I really, really hate this transfer. I mean I loathe it. I want to see whoever was in charge of it get pelted in the face for an hour by all of the discs replicated, one by one, with or without their cases. This transfer makes an already difficult to stomach film an even more difficult viewing experience. What exactly went wrong, aside from everything? Someday we may find out that the company that bought the Miramax library is intentionally giving subpar materials to all of the distributors so that the double dips that are sure to come will do very well for themselves. I wouldn't be surprised. This is some bush league garbage right here.
With these low scores, I started to feel like I was reviewing a former Disney-owned property put out by Echo Bridge. Gotta fix that right away. Thankfully, Lionsgate's DTS-HD Master Audio 5.1 lossless track on '40 Days and 40 Nights' is actually very decent. Probably not decent enough to excuse the borderline horrendous video quality, though. I have no idea how utterly amazing a film would have to sound to make up for that.
Anyways...the audio...enjoyable, very enjoyable. Dialogue is constantly warm, perfect in prioritization and pitch, with nary a moment of awkward distortion or hollowness. Movement doesn't happen often, but there are a few scattered effects, a bit more than one would expect from a film of this nature. Rears get some very light soundtrack presence, just enough to call this a 5.1 mix. But the bass...it's quite good. Some hard thumps here, some light ones there, it keeps the film entertaining to listen to, somewhat fresh and unpredictable, instead of monotonous.
The video still sucks.
Ten years old, yeah ten years old. These boring extras are ten years old.

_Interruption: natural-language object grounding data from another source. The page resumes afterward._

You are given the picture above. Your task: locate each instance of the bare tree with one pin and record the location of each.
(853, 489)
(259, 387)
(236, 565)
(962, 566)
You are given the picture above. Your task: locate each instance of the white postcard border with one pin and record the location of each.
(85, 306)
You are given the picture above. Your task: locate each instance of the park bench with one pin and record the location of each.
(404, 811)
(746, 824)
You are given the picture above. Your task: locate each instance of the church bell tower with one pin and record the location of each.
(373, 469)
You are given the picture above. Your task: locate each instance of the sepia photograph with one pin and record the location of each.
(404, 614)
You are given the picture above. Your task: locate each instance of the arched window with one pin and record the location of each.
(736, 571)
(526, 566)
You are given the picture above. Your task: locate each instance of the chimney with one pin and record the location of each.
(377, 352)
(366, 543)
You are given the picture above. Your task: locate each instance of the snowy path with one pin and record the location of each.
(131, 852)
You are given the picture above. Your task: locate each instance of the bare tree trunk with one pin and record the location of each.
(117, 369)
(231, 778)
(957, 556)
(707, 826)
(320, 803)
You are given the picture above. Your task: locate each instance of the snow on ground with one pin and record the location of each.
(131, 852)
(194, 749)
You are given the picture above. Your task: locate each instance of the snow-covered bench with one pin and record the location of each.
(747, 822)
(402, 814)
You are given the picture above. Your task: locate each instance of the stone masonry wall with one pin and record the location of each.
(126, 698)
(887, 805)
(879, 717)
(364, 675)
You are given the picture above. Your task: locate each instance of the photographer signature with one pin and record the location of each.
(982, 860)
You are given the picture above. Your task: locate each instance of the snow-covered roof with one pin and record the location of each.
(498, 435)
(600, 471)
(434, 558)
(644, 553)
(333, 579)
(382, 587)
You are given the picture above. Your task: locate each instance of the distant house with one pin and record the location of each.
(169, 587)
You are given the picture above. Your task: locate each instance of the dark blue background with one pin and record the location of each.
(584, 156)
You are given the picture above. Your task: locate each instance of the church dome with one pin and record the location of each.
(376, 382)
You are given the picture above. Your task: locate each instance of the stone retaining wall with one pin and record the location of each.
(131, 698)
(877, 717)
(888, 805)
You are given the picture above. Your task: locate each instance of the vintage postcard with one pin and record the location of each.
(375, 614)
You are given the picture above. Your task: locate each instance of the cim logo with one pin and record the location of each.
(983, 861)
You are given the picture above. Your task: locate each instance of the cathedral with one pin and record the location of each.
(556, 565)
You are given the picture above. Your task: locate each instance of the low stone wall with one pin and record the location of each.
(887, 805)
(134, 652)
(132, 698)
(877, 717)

'40 Days and 40 Nights' isn't a good film. It's borderline pretentious, incredibly unfunny, utterly unsexy, tantalizingly ridiculous, and sensationally stupid. It's not good. It wasn't good in 2002, it certainly isn't now. If you have fond memories of it, leave them there. Revisit this hate crime against humor at your own risk...especially since it is among the worst Blu-rays ever released. I am really, really tempted to score it even lower than I did here, it's that bad. The audio is pretty damn good, which is a shame, since there's no way I could ever recommend this release. Well, I could. There are people I'm not too fond of. They're going to get a spoofed version of this review with tons of five star ratings.